Elle se leva, ses mouvements fluides et décidés. « Prenez rendez-vous avec mon assistante. Je suis souvent occupée, mais je ferai en sorte de vous accorder du temps. Et Gombagui… » Elle le regarda droit dans les yeux. « Ne laissez jamais la peur de l'échec vous empêcher de tenter votre chance. L'échec est une leçon, pas une fin en soi. »
Elle lui adressa un dernier sourire, puis s'éloigna, se fondant à nouveau dans la foule animée. Gombagui resta assis, la carte de Madame Gbocho serrée dans sa main. La chaleur semblait moins oppressante, les bruits de la ville moins agressifs. Un poids s'était allégé sur ses épaules. Il avait l'impression d'avoir trouvé une bouée de sauvetage dans une mer agitée.

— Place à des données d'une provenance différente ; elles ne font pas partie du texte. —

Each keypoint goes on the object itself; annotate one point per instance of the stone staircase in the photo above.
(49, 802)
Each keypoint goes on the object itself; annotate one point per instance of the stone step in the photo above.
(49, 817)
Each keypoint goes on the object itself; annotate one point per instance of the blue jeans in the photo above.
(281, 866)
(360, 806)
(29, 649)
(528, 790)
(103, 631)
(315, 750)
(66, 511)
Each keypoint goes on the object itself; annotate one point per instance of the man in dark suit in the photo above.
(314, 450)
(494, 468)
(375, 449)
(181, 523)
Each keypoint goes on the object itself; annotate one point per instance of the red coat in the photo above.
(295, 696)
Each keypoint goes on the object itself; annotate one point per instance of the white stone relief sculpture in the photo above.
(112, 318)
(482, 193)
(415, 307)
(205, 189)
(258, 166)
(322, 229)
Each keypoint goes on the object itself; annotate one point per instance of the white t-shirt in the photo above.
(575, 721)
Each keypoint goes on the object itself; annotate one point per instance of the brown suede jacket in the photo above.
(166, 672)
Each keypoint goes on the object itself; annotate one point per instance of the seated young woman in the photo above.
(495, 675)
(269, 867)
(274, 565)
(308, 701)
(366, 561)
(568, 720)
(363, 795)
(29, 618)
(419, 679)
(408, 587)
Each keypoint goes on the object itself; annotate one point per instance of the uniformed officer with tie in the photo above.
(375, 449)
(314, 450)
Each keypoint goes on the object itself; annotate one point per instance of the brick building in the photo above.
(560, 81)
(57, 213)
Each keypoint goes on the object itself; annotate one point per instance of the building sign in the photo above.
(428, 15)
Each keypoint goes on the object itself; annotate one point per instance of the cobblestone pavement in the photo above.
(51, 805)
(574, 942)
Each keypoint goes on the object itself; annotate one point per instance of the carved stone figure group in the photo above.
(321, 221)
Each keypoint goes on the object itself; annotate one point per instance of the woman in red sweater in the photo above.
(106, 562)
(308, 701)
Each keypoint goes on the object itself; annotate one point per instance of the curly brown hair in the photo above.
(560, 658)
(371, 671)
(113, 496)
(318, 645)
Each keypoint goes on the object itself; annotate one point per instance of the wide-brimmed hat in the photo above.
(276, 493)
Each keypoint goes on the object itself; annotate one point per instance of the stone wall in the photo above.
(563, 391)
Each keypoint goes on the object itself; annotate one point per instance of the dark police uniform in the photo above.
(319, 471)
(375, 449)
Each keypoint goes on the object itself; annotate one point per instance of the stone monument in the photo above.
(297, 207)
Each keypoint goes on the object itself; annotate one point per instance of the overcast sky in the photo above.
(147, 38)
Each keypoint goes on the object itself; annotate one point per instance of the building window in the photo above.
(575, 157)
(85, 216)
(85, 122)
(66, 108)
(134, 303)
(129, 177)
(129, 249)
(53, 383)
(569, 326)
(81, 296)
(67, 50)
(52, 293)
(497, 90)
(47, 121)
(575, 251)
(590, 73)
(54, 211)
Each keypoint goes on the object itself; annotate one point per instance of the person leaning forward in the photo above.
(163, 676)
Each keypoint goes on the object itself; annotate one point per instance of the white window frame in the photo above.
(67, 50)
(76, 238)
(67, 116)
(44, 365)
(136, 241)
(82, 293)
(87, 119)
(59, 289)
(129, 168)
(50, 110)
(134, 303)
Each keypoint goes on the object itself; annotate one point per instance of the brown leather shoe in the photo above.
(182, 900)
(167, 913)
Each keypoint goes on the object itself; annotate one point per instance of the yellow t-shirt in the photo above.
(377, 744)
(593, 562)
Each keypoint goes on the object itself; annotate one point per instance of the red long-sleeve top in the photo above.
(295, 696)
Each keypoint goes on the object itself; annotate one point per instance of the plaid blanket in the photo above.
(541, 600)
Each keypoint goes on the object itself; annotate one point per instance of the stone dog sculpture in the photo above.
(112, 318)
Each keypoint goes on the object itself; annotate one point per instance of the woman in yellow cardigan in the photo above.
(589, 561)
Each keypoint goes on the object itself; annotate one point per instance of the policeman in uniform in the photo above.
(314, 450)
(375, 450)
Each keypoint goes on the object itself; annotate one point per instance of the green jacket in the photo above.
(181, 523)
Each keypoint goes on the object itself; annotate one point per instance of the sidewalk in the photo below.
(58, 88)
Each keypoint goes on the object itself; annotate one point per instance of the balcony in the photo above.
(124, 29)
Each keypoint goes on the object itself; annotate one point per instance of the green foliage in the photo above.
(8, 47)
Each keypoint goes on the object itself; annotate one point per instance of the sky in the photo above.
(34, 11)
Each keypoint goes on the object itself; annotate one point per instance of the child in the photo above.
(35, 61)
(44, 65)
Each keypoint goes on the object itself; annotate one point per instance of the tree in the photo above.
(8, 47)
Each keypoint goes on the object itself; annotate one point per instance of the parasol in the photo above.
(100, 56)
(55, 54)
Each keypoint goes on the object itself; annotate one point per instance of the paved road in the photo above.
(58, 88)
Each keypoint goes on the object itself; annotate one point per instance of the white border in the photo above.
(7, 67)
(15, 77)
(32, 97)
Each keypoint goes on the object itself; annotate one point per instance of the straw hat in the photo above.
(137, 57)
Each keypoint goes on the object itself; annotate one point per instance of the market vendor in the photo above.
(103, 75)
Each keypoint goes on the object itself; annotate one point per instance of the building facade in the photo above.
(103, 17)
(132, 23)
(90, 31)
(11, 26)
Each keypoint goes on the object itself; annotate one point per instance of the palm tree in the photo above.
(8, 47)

Il sortit son téléphone et composa le numéro indiqué sur la carte. Une voix féminine et professionnelle répondit. « Cabinet Gbocho, bonjour. »
« Bonjour », dit Gombagui, sa voix tremblant légèrement d'émotion. « Je m'appelle Gombagui. Madame Gbocho m'a donné votre numéro. Je… je souhaiterais prendre rendez-vous. »

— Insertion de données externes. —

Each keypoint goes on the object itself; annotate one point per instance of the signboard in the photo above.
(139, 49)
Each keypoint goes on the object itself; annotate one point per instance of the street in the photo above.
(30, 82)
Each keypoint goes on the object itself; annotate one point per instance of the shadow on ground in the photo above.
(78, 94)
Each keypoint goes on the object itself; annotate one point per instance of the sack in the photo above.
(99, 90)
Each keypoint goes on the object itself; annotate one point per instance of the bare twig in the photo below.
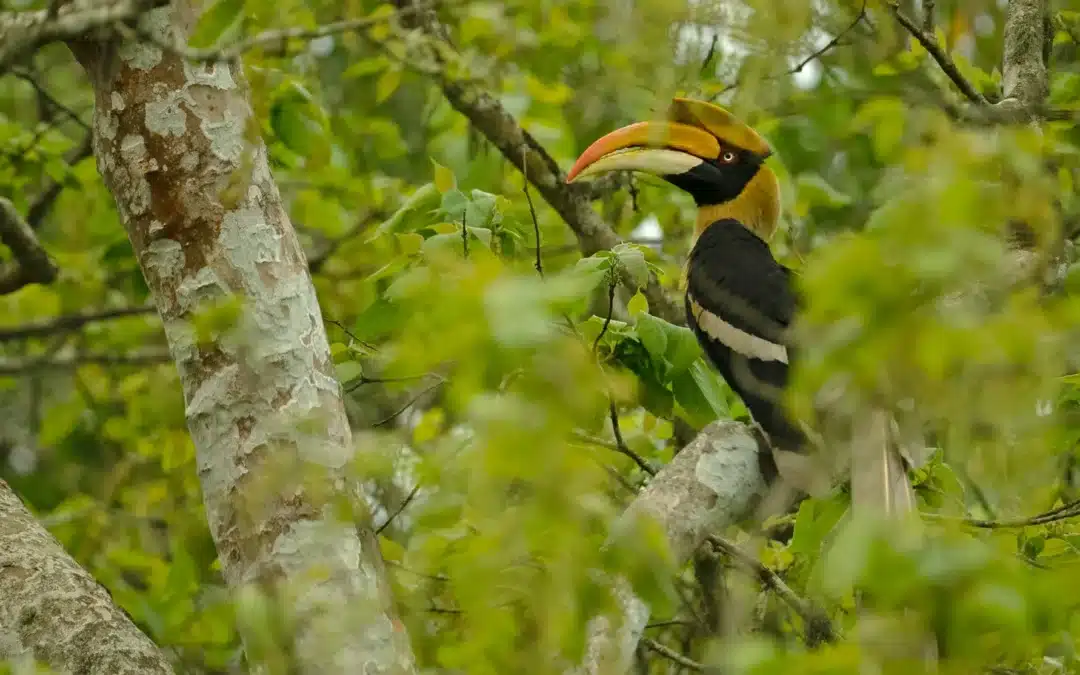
(31, 262)
(819, 629)
(39, 208)
(21, 32)
(490, 118)
(25, 366)
(833, 43)
(27, 77)
(928, 16)
(282, 36)
(612, 284)
(316, 261)
(1066, 511)
(397, 512)
(673, 656)
(930, 43)
(620, 444)
(409, 403)
(69, 323)
(532, 211)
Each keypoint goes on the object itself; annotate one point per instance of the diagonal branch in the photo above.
(524, 152)
(31, 262)
(930, 43)
(21, 32)
(69, 323)
(53, 610)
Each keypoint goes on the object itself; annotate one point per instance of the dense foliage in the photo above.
(484, 354)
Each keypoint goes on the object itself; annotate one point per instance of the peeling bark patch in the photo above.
(226, 138)
(214, 75)
(165, 117)
(202, 286)
(165, 258)
(140, 55)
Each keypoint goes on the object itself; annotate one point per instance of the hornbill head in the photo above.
(702, 149)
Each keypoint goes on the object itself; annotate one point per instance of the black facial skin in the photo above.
(714, 181)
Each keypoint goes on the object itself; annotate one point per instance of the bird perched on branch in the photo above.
(740, 301)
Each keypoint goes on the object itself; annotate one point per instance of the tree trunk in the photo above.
(53, 611)
(194, 192)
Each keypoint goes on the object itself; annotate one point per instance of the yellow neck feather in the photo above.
(757, 206)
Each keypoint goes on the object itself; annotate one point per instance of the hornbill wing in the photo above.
(740, 304)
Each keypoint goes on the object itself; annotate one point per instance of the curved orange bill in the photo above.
(659, 135)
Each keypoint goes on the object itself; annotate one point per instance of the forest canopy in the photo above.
(268, 267)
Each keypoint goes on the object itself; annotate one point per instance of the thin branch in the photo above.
(819, 629)
(41, 205)
(671, 655)
(621, 446)
(315, 262)
(930, 43)
(1064, 512)
(860, 17)
(1024, 76)
(26, 366)
(397, 512)
(612, 284)
(356, 383)
(21, 32)
(532, 211)
(281, 37)
(409, 403)
(487, 115)
(27, 77)
(352, 337)
(928, 16)
(31, 262)
(69, 323)
(832, 43)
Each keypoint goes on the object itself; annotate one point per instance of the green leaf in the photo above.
(483, 211)
(455, 205)
(366, 67)
(653, 337)
(387, 84)
(698, 394)
(631, 259)
(349, 370)
(420, 203)
(637, 305)
(215, 22)
(297, 122)
(444, 178)
(683, 348)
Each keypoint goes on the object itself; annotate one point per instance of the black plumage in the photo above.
(732, 275)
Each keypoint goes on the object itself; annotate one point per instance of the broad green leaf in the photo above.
(444, 178)
(221, 16)
(653, 337)
(414, 213)
(637, 305)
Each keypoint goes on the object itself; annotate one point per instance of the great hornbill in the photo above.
(740, 301)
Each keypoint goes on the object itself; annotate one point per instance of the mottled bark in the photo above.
(193, 189)
(711, 484)
(54, 612)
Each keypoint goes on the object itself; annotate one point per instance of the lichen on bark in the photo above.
(262, 404)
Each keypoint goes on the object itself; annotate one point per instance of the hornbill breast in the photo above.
(740, 302)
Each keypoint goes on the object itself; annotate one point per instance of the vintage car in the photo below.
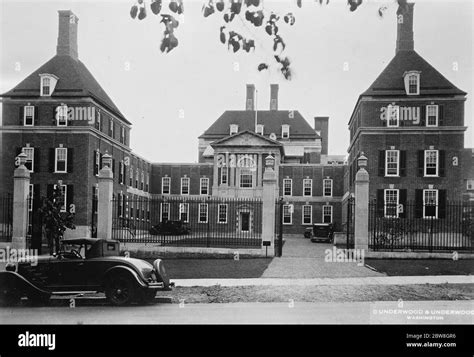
(170, 228)
(84, 265)
(320, 232)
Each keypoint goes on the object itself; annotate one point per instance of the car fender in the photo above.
(13, 280)
(123, 270)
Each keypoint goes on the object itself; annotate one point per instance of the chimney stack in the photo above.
(273, 96)
(67, 34)
(250, 101)
(405, 41)
(321, 126)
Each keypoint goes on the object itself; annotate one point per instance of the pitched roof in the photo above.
(75, 80)
(271, 119)
(390, 81)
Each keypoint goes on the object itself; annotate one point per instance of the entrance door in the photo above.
(245, 221)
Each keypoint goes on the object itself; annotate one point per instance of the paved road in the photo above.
(388, 312)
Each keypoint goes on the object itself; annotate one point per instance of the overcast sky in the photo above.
(199, 77)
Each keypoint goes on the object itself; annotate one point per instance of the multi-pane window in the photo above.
(185, 185)
(246, 178)
(391, 203)
(287, 214)
(184, 212)
(393, 115)
(327, 214)
(165, 185)
(307, 187)
(60, 164)
(61, 115)
(287, 187)
(431, 162)
(431, 115)
(203, 212)
(29, 115)
(327, 187)
(430, 203)
(392, 162)
(165, 211)
(307, 214)
(204, 186)
(30, 158)
(222, 213)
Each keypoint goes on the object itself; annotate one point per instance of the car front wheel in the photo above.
(120, 291)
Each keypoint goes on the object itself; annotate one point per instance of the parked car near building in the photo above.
(84, 264)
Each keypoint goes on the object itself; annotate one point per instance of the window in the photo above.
(307, 187)
(431, 162)
(184, 212)
(431, 115)
(234, 128)
(430, 203)
(246, 178)
(392, 162)
(30, 157)
(307, 214)
(287, 187)
(393, 115)
(63, 198)
(327, 214)
(185, 185)
(222, 213)
(204, 186)
(165, 212)
(61, 160)
(203, 212)
(61, 115)
(28, 115)
(165, 185)
(391, 199)
(327, 187)
(287, 214)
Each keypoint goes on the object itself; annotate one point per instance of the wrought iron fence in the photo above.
(188, 221)
(415, 227)
(6, 218)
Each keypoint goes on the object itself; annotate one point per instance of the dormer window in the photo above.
(234, 128)
(412, 82)
(47, 84)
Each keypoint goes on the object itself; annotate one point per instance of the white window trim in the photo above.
(291, 187)
(56, 161)
(310, 187)
(201, 181)
(436, 206)
(310, 215)
(219, 213)
(200, 211)
(332, 212)
(163, 204)
(398, 163)
(163, 185)
(390, 108)
(283, 215)
(437, 115)
(32, 116)
(324, 188)
(183, 179)
(385, 202)
(437, 163)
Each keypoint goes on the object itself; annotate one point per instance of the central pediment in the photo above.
(246, 139)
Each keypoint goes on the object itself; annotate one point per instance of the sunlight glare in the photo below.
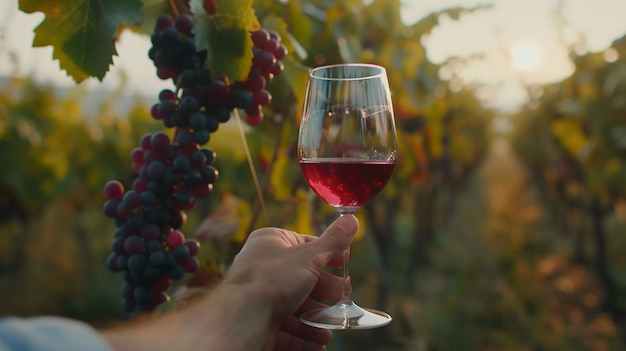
(525, 56)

Après quelques échanges, un rendez-vous fut fixé pour la semaine suivante. En raccrochant, Gombagui sentit une énergie nouvelle le parcourir. Il n'était plus seul face à son rêve. Il avait rencontré une alliée inattendue, une personne qui semblait comprendre les rouages complexes de l'entrepreneuriat et qui était prête à partager son savoir.
Le chemin serait encore long, il le savait. La route vers le succès était pavée de défis, de sacrifices et de moments de doute. Mais désormais, il avait une boussole, un guide, une lueur d'espoir dans le brouillard. Il avait rencontré Madame Gbocho, et cette rencontre fortuite avait le potentiel de changer le cours de son aventure. Il rangea la carte avec soin dans son portefeuille, le cœur plus léger, le regard tourné vers l'avenir avec une confiance renouvelée. L'étincelle technologique qu'il portait en lui venait de trouver un souffle nouveau, grâce à la sagesse et à la bienveillance d'une rencontre inattendue sous le soleil d'Abidjan.